Introduced a few years back, AutoFill is promoted as a convenient way for websites to capture a visitor’s name, email address, phone number, geographical location, company name, and job role.

Visitors must be logged in to LinkedIn for this to work seamlessly. Those who aren’t logged in will see a ‘sign in to LinkedIn’ button.

Given the sensitivity of the data being captured, it’s only supposed to be available to a select group of sites that pay for the privilege.

But according to researcher Jack Cable, any malicious website could have hosted it, invisibly, and siphoned off your data undetected.

All the unwitting victim would have to do to spring the trap is click anywhere on the malicious page, as demonstrated by Cable’s proof-of-concept. Said the researcher:

This is because the AutoFill button could be made invisible and span the entire page, causing a user clicking anywhere to send the user’s information to the website.

After being informed on 9 April, LinkedIn partially fixed the vulnerability the next day, restricting the plugin to the list of sites that have permission to use AutoFill. Said LinkedIn:

We immediately prevented unauthorized use of this feature, once we were made aware of the issue.

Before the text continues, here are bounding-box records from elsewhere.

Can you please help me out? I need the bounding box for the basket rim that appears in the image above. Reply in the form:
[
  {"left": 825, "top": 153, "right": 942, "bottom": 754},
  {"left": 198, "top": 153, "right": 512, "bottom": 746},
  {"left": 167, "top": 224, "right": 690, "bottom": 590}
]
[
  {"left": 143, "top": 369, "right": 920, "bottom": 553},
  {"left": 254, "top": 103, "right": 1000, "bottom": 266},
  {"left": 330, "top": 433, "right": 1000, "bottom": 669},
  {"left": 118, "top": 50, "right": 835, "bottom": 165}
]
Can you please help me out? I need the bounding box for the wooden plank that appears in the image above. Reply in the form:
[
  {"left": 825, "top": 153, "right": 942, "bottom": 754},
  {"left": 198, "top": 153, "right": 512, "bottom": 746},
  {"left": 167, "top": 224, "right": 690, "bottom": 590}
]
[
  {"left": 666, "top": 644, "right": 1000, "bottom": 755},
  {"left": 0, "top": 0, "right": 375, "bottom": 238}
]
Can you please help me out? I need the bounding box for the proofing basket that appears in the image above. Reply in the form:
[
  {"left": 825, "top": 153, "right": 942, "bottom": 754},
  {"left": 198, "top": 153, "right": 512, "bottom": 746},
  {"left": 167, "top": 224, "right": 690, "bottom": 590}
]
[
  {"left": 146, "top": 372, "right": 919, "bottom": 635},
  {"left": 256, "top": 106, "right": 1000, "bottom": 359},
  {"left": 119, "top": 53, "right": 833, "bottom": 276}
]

We are now pushing another fix that will address potential additional abuse cases and it will be in place shortly.

LinkedIn said it had seen no signs that the flaw had been abused and thanked Cable for reporting it.

The 10 April fix stopped sites that weren’t allowed to use the code from hosting it, but still left users of sites that were permitted to use it vulnerable to potential abuse, if those sites harboured any cross-site scripting (XSS) flaws.

That loophole was closed by a second patch on 19 April.

Web flaws are incredibly common but this one exposes bigger issues.

First, what looks like a serious vulnerability has been hiding in plain sight for some time, which speaks of weak testing.

Second, and perhaps even worse, LinkedIn users who are logged in have only rudimentary control over the feature.

Visit a site with AutoFill installed (Twitter, SalesForce, Twilio, say) and true to its name your data is loaded automatically for you to submit. There doesn’t appear to be a LinkedIn privacy setting to control this.

One countermeasure you can take (one that also protects you from Cross-Site Request Forgery attacks of all stripes), is to log out of sites like LinkedIn when you’ve finished using them.

Meanwhile, LinkedIn’s explanation of AutoFill security is written solely to aid websites that might implement it – it’s as if the user’s data is just another resource to be disseminated as far and wide as possible.